Je t'aime, moi non plus
 

Si Fabcaro s’est décarcassé pour les dessins, son délire se permet moins de sorties de route que dans les deux projets précédents chez le même éditeur. Les gags sont bien là, le rythme est soutenu, mais le genre du récit sentimental semble déclencher moins de trouvailles surprenantes chez l’auteur que les registres précédemment détournés.

 

Peut-être parce que ce genre a déjà été à plusieurs reprises parodié par le passé et que le terrain est déjà défriché ? À moins que ce ne soit, plus fondamentalement, parce que le récit sentimental est l’un des plus stéréotypés de tous et qu’il est donc quasiment impossible de sortir du schéma narratif imposé (je t’aime, mais je ne peux pas t’aimer, tout s’oppose à notre amour, et pourtant l’auteur finira par trouver un moyen de nous fourrer dans les bras l’un de l’autre à la fin de son récit, malgré tous les obstacles.)
 

 

On sourit souvent, mais on n’est pas aussi bluffé qu’au cours de la lecture de « Zaï zaï zaï zaï ». Il faut dire que Fabcaro avait placé la barre de rire si haut qu’il ne pouvait que se la prendre en plein front, en tentant de sauter plus haut. Ça ne devrait pas être trop douloureux, cependant. «Et si l’amour c’était aimer?» reste un album drôle et malin, qu’on peut offrir les yeux fermés aux fans d’Hélène et les garçons, aux gardiens de zoo, aux employés de start-up, aux chanteurs de boys band, aux spectateurs de feuilletons de l’après-midi, aux gourous tibétains, à la famille du défunt, aux lecteurs de feuilletons à l’eau de rose ainsi qu’aux amateurs de BD d’humour et aux livreurs de repas à domicile.

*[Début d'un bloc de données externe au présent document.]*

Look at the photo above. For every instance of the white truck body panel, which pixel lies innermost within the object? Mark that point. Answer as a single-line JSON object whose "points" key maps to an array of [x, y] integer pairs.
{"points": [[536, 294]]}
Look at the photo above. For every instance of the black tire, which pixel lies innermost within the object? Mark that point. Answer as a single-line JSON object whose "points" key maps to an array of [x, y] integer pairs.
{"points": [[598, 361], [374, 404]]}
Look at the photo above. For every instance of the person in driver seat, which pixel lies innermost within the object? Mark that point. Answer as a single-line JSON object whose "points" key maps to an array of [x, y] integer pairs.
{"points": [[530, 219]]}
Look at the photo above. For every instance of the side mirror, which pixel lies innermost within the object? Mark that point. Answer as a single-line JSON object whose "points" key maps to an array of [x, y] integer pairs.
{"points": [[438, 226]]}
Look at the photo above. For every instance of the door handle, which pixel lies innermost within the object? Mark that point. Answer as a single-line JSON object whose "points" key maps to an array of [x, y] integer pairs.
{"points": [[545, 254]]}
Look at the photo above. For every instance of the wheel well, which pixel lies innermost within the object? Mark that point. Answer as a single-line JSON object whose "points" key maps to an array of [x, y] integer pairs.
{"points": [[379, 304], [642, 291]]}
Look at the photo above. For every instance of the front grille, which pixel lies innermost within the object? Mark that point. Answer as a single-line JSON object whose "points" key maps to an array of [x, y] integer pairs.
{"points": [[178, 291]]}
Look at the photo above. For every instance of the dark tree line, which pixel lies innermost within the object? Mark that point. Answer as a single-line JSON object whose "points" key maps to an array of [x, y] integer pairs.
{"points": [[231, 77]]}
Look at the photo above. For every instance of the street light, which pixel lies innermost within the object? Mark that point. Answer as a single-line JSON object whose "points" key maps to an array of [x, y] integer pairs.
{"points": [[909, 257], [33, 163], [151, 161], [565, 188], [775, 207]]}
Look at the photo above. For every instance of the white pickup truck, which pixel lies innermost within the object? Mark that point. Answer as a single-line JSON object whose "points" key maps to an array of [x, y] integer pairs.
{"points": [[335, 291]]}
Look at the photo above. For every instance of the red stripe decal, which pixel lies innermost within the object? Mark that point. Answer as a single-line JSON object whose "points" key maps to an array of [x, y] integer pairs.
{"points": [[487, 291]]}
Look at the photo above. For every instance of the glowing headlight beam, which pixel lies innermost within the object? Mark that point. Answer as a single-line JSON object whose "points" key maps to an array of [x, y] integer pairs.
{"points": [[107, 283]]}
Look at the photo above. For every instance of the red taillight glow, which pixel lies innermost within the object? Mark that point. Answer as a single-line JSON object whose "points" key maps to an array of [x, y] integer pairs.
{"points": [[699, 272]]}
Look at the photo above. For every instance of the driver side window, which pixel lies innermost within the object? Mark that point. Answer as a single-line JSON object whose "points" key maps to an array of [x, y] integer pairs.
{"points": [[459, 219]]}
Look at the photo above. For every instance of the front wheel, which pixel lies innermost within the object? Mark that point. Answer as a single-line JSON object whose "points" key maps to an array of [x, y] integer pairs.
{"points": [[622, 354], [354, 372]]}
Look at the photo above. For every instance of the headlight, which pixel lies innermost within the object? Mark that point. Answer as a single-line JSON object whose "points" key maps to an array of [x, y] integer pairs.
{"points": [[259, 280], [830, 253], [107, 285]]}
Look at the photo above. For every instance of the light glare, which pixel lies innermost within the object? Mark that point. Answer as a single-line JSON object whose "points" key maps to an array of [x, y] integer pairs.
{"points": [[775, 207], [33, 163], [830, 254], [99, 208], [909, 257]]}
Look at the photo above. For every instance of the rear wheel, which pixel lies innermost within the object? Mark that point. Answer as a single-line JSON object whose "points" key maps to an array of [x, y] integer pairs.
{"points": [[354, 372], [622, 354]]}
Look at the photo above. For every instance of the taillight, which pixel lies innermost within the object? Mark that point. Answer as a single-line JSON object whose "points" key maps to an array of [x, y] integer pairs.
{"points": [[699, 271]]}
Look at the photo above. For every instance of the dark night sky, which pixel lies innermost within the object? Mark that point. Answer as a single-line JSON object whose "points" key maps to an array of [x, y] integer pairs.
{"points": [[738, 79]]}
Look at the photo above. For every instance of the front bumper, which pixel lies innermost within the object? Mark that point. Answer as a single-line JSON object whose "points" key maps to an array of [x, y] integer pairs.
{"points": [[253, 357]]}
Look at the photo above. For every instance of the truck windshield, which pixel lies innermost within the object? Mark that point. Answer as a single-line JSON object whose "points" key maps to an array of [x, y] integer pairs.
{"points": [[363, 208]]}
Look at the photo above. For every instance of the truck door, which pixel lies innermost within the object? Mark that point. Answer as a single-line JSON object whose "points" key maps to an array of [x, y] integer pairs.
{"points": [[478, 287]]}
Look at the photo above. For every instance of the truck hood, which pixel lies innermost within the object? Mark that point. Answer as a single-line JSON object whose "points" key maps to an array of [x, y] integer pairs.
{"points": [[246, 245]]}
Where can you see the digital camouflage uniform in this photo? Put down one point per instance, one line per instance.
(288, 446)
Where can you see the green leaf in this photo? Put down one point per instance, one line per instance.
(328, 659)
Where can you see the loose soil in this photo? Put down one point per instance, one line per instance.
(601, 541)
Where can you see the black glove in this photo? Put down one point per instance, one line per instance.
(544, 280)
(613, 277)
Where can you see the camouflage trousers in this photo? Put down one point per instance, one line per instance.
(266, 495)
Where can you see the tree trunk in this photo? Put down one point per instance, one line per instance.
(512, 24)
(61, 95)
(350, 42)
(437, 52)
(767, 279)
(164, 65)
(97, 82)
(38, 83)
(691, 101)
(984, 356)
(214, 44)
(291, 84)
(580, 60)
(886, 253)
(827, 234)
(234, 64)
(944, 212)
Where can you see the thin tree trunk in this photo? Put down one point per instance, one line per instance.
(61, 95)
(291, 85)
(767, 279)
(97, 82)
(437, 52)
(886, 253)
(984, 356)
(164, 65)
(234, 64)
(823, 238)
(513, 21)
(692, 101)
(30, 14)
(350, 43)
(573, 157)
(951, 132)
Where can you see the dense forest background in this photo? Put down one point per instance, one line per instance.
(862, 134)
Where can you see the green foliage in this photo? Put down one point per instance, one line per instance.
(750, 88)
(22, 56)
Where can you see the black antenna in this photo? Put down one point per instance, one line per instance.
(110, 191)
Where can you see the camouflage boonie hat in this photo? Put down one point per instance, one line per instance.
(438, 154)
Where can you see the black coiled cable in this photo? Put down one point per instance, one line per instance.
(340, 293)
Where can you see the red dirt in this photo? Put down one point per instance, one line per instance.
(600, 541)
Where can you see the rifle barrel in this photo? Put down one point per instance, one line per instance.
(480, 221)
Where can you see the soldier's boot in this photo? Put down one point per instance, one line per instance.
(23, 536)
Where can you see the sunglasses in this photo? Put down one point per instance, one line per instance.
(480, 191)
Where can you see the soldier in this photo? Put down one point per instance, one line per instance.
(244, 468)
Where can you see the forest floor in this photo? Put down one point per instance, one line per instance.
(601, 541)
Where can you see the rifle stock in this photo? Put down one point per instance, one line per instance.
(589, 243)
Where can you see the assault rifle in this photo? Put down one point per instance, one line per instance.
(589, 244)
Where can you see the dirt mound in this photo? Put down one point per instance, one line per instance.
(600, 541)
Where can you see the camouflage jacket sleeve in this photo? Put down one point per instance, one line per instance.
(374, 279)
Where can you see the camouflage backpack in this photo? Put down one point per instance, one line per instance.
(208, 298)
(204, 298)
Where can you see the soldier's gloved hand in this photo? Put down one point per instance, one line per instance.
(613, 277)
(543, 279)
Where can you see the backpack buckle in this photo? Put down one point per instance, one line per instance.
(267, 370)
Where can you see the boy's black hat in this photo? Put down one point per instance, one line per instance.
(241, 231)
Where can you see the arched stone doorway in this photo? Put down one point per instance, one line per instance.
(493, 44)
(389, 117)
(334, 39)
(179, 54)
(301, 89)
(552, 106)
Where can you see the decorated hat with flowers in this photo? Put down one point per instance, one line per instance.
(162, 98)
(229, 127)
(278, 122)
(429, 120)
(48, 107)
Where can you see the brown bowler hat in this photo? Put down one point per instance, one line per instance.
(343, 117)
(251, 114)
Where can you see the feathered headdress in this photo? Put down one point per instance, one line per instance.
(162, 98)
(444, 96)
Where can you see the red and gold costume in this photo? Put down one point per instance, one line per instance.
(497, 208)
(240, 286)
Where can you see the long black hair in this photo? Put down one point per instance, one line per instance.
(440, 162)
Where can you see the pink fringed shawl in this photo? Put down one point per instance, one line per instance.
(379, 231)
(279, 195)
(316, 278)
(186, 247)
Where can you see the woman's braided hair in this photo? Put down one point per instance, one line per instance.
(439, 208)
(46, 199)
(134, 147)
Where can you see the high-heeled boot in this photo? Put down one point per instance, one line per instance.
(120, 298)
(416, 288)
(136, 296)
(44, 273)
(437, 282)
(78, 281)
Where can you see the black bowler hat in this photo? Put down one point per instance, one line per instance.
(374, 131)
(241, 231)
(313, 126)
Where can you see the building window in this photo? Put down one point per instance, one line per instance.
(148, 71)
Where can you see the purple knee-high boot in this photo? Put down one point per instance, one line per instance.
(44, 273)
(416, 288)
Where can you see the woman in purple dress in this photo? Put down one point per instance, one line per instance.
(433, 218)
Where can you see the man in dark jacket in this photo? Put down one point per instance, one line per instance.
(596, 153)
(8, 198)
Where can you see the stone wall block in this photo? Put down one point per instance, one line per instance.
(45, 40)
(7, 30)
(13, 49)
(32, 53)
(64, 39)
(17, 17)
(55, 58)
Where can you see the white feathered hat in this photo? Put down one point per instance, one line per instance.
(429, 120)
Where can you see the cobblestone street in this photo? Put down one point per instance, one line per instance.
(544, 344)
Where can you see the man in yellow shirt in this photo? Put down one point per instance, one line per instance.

Ça fait déjà pas mal de monde, non ?

 
 
Fabcaro – Et si l'amour c'était aimer ? – Editions Six pieds sous terre – 9782352121350 – 12 €

Pour approfondir

Editeur : Six Pieds Sous Terre
Genre :
Total pages : 56
Traducteur :
ISBN : 9782352121350

Et si l'amour c'était aimer ?

de Fabcaro

Sandrine et Henri coulent des jours paisibles dans leur villa. Henri est un patron de startup épanoui et dynamique et Sandrine l'admire. Mais hélas la vie n'est pas un long fleuve tranquille... Un beau jour, Sandrine tombe sous le charme de Michel, un brun ténébreux livreur à domicile et chanteur de rock à ses heures perdues. Une idylle merveilleuse va alors se nouer entre eux. Mais la vie est-elle toujours du côté de l'amour ? Les sentiments purs et absolus ne sont-ils pas qu'une feuille morte emportée par le vent ? Un arc-en-ciel ne finit-il pas toujours par disparaître derrière les nuages ? Un hommage appuyé aux romans-photos et aux collections de romans à l'eau de rose. Si vous pensiez avoir fait le tour de la question sur ce genre de littérature de gare, laissez-nous vous proposer l'idée qu'on peut, en fait, aller beaucoup plus loin, grace à Fabcaro.